Label: Autoproduction

Site:

Le Québec, nouvelle terre de la relève progressive ? Un label dynamique comme Unicorn Records ou des groupes originaux tels qu’Unexpect, Spaced Out ou Miriodor illustrent l’ébullition de la province francophone du Canada depuis quelques années déjà. En témoigne également le Festival Des Musiques Progressives De Montréal qui pour sa première édition en 2006 a accueilli des artistes reconnus tels que Hatfield And The North ou Echolyn, mais aussi une foultitude de formations locales.

PDG (Pepin, Duquette, Guiguère) est un jeune trio de fusion-de-plein-de-trucs-mélangés progressive originaire de Montréal, formé en 2006 sur les cendres de Ciel-éther, groupe de metal prog. Des claviers et quelques bruitages, une basse ronflante et une batterie tantôt acoustique, tantôt électronique, et c’est parti pour une bonne heure d’un joyeux – ou étrange c’est selon – mélange de genres.

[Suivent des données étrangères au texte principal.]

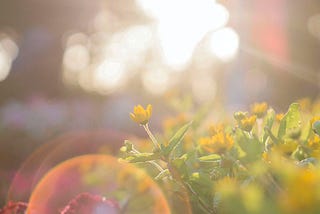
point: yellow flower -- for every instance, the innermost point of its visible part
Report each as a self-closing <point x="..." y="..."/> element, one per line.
<point x="247" y="123"/>
<point x="215" y="128"/>
<point x="218" y="143"/>
<point x="173" y="123"/>
<point x="305" y="104"/>
<point x="279" y="117"/>
<point x="259" y="109"/>
<point x="303" y="184"/>
<point x="141" y="115"/>
<point x="314" y="119"/>
<point x="314" y="145"/>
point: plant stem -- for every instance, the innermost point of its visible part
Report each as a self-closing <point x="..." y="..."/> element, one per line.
<point x="153" y="139"/>
<point x="155" y="164"/>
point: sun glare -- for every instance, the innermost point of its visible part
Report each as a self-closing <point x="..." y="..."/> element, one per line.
<point x="8" y="52"/>
<point x="182" y="24"/>
<point x="224" y="43"/>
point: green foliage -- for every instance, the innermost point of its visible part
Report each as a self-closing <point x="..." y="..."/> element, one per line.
<point x="260" y="165"/>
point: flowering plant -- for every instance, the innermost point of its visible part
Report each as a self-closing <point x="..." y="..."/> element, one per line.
<point x="257" y="162"/>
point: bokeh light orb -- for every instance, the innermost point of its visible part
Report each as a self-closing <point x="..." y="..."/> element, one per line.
<point x="127" y="185"/>
<point x="224" y="43"/>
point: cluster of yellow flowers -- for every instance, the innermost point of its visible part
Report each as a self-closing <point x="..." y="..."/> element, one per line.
<point x="266" y="163"/>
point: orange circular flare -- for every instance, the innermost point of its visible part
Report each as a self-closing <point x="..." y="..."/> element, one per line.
<point x="101" y="175"/>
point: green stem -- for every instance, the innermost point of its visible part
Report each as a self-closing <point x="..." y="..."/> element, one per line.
<point x="151" y="162"/>
<point x="153" y="139"/>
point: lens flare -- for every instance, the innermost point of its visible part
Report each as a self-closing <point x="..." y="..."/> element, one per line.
<point x="156" y="81"/>
<point x="8" y="52"/>
<point x="182" y="24"/>
<point x="76" y="58"/>
<point x="57" y="151"/>
<point x="224" y="43"/>
<point x="101" y="175"/>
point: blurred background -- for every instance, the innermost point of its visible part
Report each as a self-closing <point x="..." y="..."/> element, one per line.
<point x="75" y="66"/>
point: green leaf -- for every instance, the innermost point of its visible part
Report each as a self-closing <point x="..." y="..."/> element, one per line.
<point x="316" y="127"/>
<point x="210" y="158"/>
<point x="176" y="139"/>
<point x="291" y="120"/>
<point x="179" y="168"/>
<point x="162" y="174"/>
<point x="269" y="119"/>
<point x="142" y="157"/>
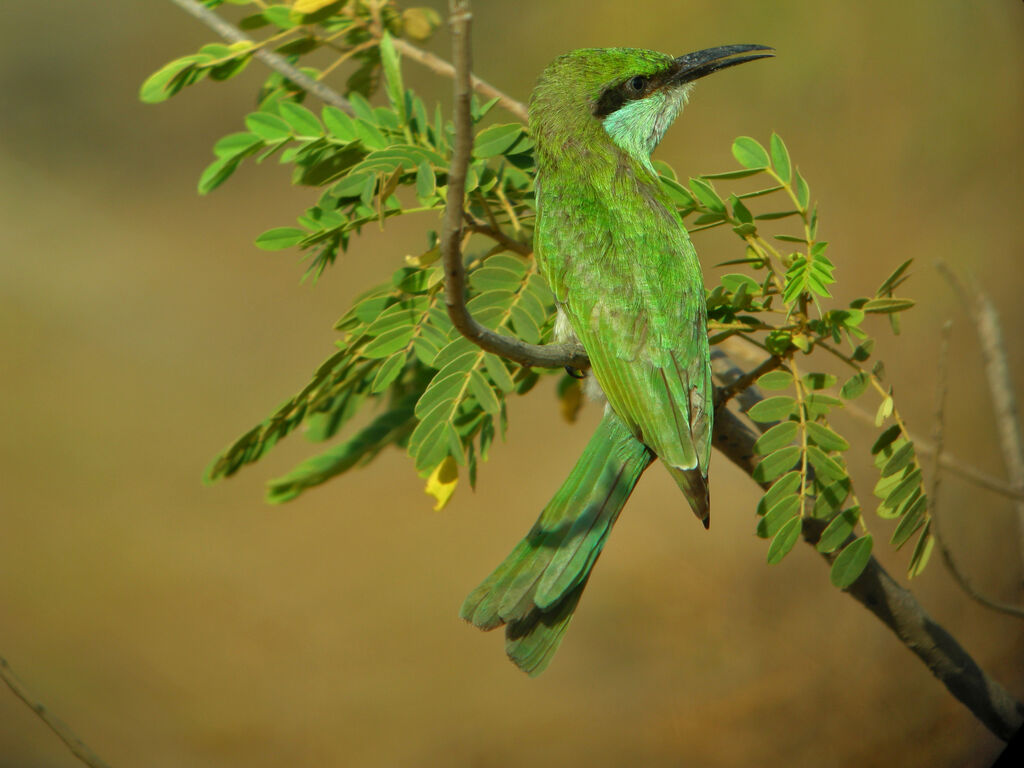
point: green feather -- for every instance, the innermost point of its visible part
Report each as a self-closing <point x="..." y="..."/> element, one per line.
<point x="537" y="588"/>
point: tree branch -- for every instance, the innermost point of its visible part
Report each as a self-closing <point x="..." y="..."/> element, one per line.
<point x="933" y="492"/>
<point x="443" y="69"/>
<point x="896" y="607"/>
<point x="232" y="34"/>
<point x="455" y="273"/>
<point x="79" y="749"/>
<point x="743" y="381"/>
<point x="993" y="349"/>
<point x="875" y="589"/>
<point x="947" y="461"/>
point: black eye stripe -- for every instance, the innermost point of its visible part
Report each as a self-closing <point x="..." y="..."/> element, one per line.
<point x="613" y="97"/>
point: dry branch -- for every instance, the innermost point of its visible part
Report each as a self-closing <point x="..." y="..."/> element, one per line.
<point x="993" y="349"/>
<point x="79" y="749"/>
<point x="891" y="603"/>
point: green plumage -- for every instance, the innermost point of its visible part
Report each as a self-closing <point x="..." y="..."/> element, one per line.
<point x="628" y="283"/>
<point x="538" y="586"/>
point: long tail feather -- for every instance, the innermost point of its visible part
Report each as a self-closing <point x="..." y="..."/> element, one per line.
<point x="536" y="590"/>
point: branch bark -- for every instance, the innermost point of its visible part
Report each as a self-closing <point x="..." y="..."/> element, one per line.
<point x="79" y="749"/>
<point x="232" y="34"/>
<point x="891" y="603"/>
<point x="897" y="608"/>
<point x="455" y="274"/>
<point x="993" y="349"/>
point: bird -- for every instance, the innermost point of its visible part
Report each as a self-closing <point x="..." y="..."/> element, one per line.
<point x="628" y="287"/>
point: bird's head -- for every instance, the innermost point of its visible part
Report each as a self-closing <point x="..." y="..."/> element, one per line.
<point x="628" y="95"/>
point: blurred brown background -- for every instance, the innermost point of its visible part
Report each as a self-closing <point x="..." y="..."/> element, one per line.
<point x="176" y="625"/>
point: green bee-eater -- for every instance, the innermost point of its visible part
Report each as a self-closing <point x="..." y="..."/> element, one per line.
<point x="628" y="285"/>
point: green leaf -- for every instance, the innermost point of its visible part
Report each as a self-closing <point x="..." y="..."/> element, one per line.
<point x="778" y="436"/>
<point x="913" y="518"/>
<point x="339" y="124"/>
<point x="392" y="75"/>
<point x="784" y="485"/>
<point x="233" y="144"/>
<point x="826" y="438"/>
<point x="772" y="409"/>
<point x="781" y="512"/>
<point x="484" y="395"/>
<point x="818" y="403"/>
<point x="780" y="158"/>
<point x="268" y="127"/>
<point x="783" y="541"/>
<point x="384" y="430"/>
<point x="855" y="386"/>
<point x="749" y="153"/>
<point x="168" y="80"/>
<point x="280" y="238"/>
<point x="886" y="439"/>
<point x="216" y="173"/>
<point x="707" y="195"/>
<point x="426" y="182"/>
<point x="496" y="139"/>
<point x="850" y="563"/>
<point x="388" y="372"/>
<point x="830" y="499"/>
<point x="803" y="192"/>
<point x="839" y="529"/>
<point x="774" y="380"/>
<point x="886" y="306"/>
<point x="819" y="381"/>
<point x="922" y="552"/>
<point x="303" y="122"/>
<point x="498" y="373"/>
<point x="894" y="280"/>
<point x="826" y="467"/>
<point x="900" y="492"/>
<point x="776" y="464"/>
<point x="281" y="16"/>
<point x="389" y="342"/>
<point x="899" y="460"/>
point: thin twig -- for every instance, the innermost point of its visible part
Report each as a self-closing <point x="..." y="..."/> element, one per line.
<point x="455" y="273"/>
<point x="896" y="607"/>
<point x="444" y="69"/>
<point x="893" y="605"/>
<point x="496" y="233"/>
<point x="79" y="749"/>
<point x="933" y="492"/>
<point x="993" y="349"/>
<point x="948" y="462"/>
<point x="726" y="393"/>
<point x="232" y="34"/>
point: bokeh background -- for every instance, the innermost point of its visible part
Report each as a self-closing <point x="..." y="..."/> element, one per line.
<point x="174" y="625"/>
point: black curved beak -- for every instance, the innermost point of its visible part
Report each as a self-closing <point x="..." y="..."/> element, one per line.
<point x="697" y="65"/>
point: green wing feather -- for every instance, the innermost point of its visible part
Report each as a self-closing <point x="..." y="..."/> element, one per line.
<point x="536" y="590"/>
<point x="628" y="278"/>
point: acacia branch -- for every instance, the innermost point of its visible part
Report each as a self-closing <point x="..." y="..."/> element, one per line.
<point x="947" y="461"/>
<point x="933" y="493"/>
<point x="79" y="749"/>
<point x="891" y="603"/>
<point x="279" y="64"/>
<point x="455" y="272"/>
<point x="896" y="607"/>
<point x="993" y="349"/>
<point x="442" y="68"/>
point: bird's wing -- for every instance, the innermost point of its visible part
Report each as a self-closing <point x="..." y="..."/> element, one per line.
<point x="631" y="285"/>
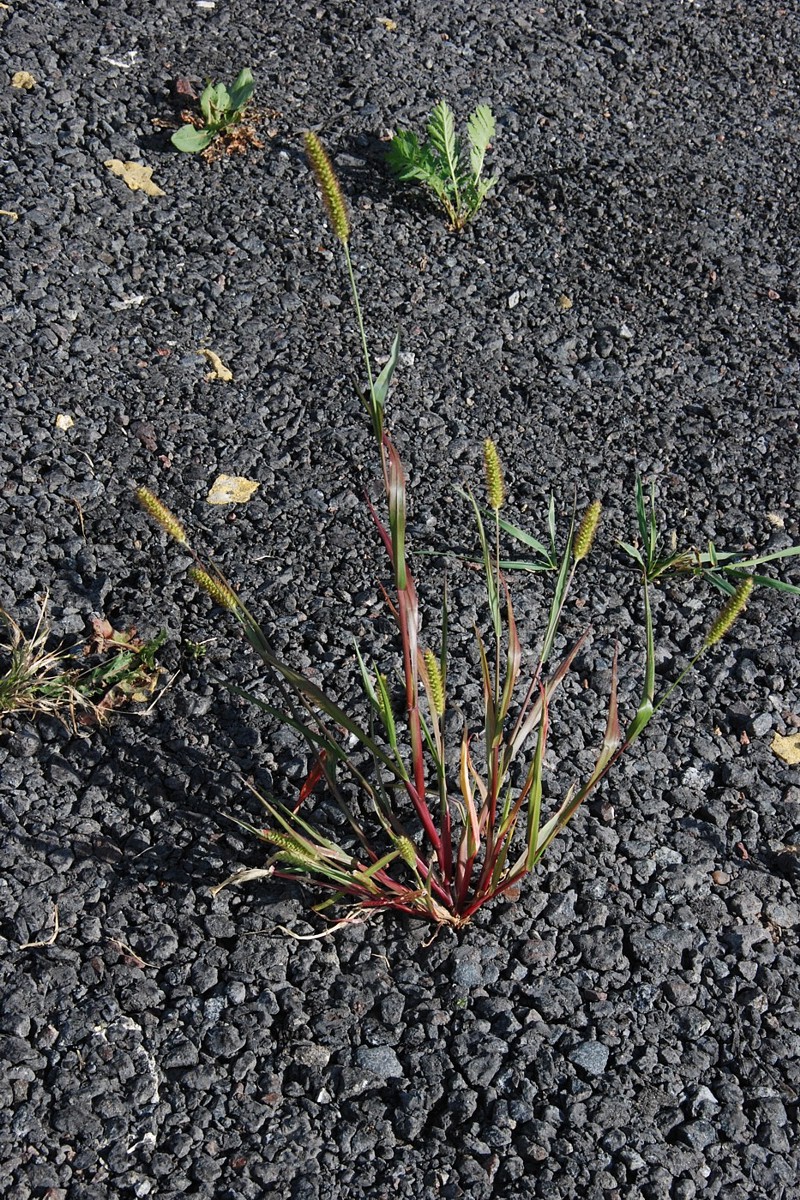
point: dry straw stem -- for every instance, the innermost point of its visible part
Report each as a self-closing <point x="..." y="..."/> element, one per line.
<point x="329" y="186"/>
<point x="733" y="609"/>
<point x="587" y="531"/>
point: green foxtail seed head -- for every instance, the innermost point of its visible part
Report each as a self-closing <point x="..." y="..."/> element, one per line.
<point x="407" y="851"/>
<point x="161" y="514"/>
<point x="289" y="851"/>
<point x="435" y="682"/>
<point x="733" y="609"/>
<point x="493" y="475"/>
<point x="218" y="592"/>
<point x="329" y="186"/>
<point x="587" y="531"/>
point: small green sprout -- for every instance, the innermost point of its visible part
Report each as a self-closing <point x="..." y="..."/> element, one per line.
<point x="440" y="165"/>
<point x="222" y="111"/>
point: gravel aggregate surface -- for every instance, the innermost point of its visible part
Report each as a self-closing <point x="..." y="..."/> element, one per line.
<point x="625" y="303"/>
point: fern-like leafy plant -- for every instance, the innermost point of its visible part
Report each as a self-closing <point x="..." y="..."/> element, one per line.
<point x="222" y="109"/>
<point x="405" y="821"/>
<point x="440" y="163"/>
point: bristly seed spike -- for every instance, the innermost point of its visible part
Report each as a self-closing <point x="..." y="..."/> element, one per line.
<point x="329" y="186"/>
<point x="733" y="609"/>
<point x="220" y="592"/>
<point x="161" y="514"/>
<point x="494" y="486"/>
<point x="587" y="531"/>
<point x="435" y="682"/>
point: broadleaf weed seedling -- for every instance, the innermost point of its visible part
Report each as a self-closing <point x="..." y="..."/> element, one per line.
<point x="435" y="834"/>
<point x="222" y="109"/>
<point x="455" y="178"/>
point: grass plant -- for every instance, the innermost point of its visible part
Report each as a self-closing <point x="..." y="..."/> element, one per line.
<point x="427" y="833"/>
<point x="80" y="684"/>
<point x="453" y="174"/>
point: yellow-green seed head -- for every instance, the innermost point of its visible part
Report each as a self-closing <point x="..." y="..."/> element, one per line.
<point x="329" y="186"/>
<point x="435" y="682"/>
<point x="290" y="852"/>
<point x="494" y="486"/>
<point x="220" y="592"/>
<point x="733" y="609"/>
<point x="407" y="851"/>
<point x="161" y="514"/>
<point x="587" y="531"/>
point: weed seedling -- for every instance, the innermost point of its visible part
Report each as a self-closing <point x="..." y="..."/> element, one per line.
<point x="222" y="112"/>
<point x="425" y="828"/>
<point x="79" y="685"/>
<point x="440" y="165"/>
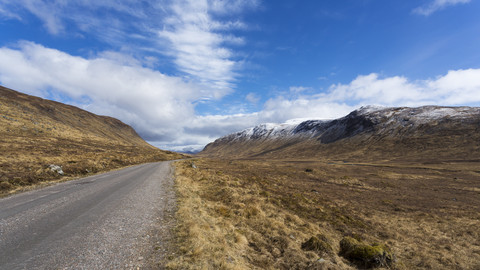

Car on trouve à boire et à manger sur ce premier album : de la fusion jazz-prog, du funk, de l’ambient, de la musique quasi-électronique, voire des bribes de RIO… et parfois tout cela au sein du même titre !

Ce foisonnement de styles, cette absence de ligne directrice seront perçus soit comme une pochette surprise de tous les instants soit comme un manque d’unité de l’oeuvre. Le côté parfois trop synthétique de certains titres pourra également jouer en la défaveur de PDG. Néanmoins, Less Is More / Trop C’Comme Pas Assez offre cette diversité rafraîchissante qu’il convient de saluer : de l’ambient dans « Les Geniseurs » ou dans « Psychose », de fortes réminiscences de jazz voire de post-rock dans les deux parties de « Cup And Pace » et dans « D’œil », de la fusion jazz-rock dans « La Première #1 »… il serait inutile de vouloir être exhaustif, tant sont pléthoriques les genres qui passent à la moulinette de PDG, avec réussite souvent, de manière plus tâtonnante parfois. « ça manque un peu de guitares » aurait-on néanmoins envie de dire car après tout, le trio puise certaines de ses influences dans des styles ayant anobli cet instrument. La basse, par contre, est la reine de la fête. Big Bass Pat Duquette porte d’ailleurs bien son nom, aussi bien pour sa maîtrise du groove que pour l’omniprésence de son instrument, mixé très en avant.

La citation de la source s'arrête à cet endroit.